Welten wachsen zusammen

So wachsen die bisher meist getrennten Welten Navigation, Kommunikation und Entertainment zusammen. Über SIM-Karten, die fest eingebaut werden, finden Fahrzeuge Anschluss ans Internet und empfangen Daten. Leider geschieht dies selbst bei teuren Systemen meist noch im Schneckentempo, da kein UMTS, sondern nur EDGE oder GPRS zum Einsatz kommen. Downloads von Musik sind damit noch kein Thema. In Zukunft könnte das aber Realität werden: Per 3G und 4G kommen dann mediale Inhalte ins Auto. Das Projekt „Autolinq“ des Zulieferers Continental und der Deutschen Telekom etwa verwendet LTE als Technologie, um Daten zu laden. Damit ist es beispielsweise möglich, dass die Kinder auf dem Rücksitz gestreamte Videos ansehen, während der Fahrer gleichzeitig eine Strecke abfährt, die ihm das System mit aktuellsten Daten in Echtzeit ins Fahrzeug schickt.
Auch die Produktivität des Fahrers wird immer mehr unterstützt, etwa indem er E-Mails empfangen und senden kann. Der Schlüssel dazu ist die Sprachtechnologie, die in den letzten Jahren große Fortschritte gemacht hat und von Spezialisten wie Nuance vorangetrieben wird. Bereits jetzt werden im BMW Nachrichten vom BlackBerry mit synthetischer Stimme vorgelesen, allerdings hapert es noch immer bei der Erkennung von Eingaben.

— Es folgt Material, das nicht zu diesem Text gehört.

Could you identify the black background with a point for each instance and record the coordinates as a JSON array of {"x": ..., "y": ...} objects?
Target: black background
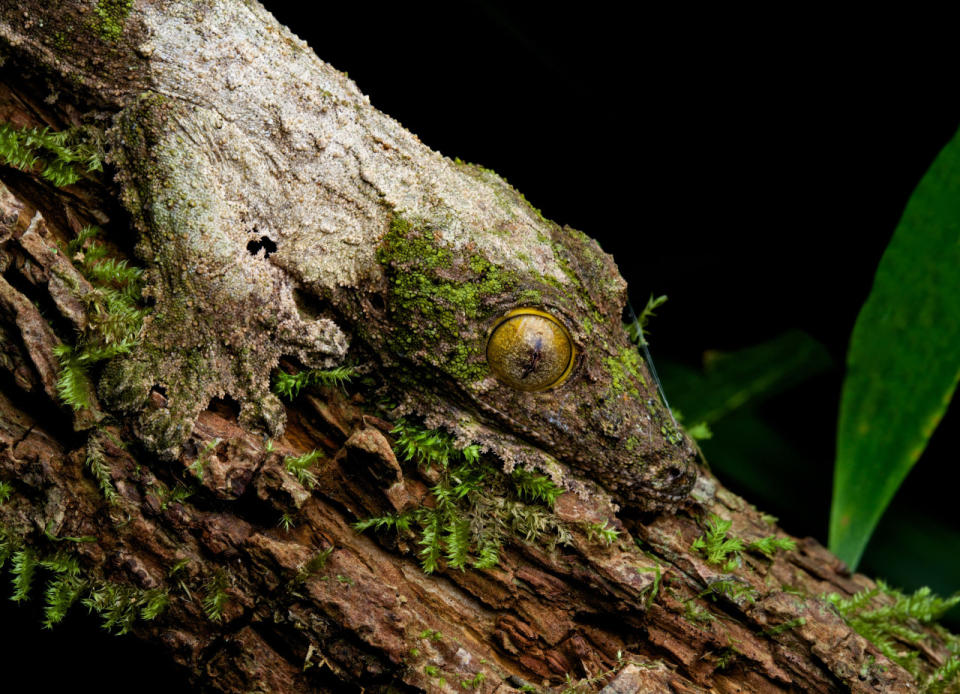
[{"x": 752, "y": 167}]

So ist das Verfassen von Mails weiterhin zwingend mit einem Halt auf dem Parkplatz verbunden.

Cockpit in der Tasche

Neben dem wachsenden Komfort und der Produktivität werden ökologische Aspekte in der Informationstechnologie im Fahrzeug zukünftig immer wichtiger. Schon jetzt helfen Navigationssysteme, besonders spritsparende Routen zu finden. In absehbarer Zeit werden diese Routen nicht mehr theoretisch nach Parametern wie wenigen Ampelstopps oder möglichst konstanter Geschwindigkeit geplant werden, sondern der aktuelle Verkehrsfluss wird mit einbezogen werden.
Das Cockpit in der Hosentasche
Das alles wird über kurz oder lang gar nicht mehr durch eine fest installierte Hardware im Auto erfolgen, sondern externe Geräte wie Smartphones oder Web-Tablets könnten die Steuerung von Funktionen übernehmen. Vorteile sind eine große Flexibilität, die stets vorhandenen individuellen Einstellungen des Kunden und geringe Integrationskosten. Die Firma QNX hat in Zusammenarbeit mit Alcatel-Lucent beispielsweise ein solches System vorgestellt, bei dem ein BlackBerry PlayBook von RIM als zentrales Interface dient. Auch die Elektroauto-Studie Rinspeed Bamboo nutzt ein Tablet vom Typ HTC Flyer als Element für Entertainment und Navigation. Allerdings fehlen für solche Projekte noch einheitliche Schnittstellen, und auch die Sicherheit könnte ein brisantes Thema werden, etwa wenn Fremdsysteme das Fahrzeug kontrollieren.
Das dürfte bei den Autoherstellern Bedenken auslösen, die ihre Fahrzeugelektronik in der Regel ausgiebig testen und überprüfen. Ein Smartphone mit offenem Betriebssystem, durch das Viren eindringen könnten, wäre ein gewaltiger Risikofaktor.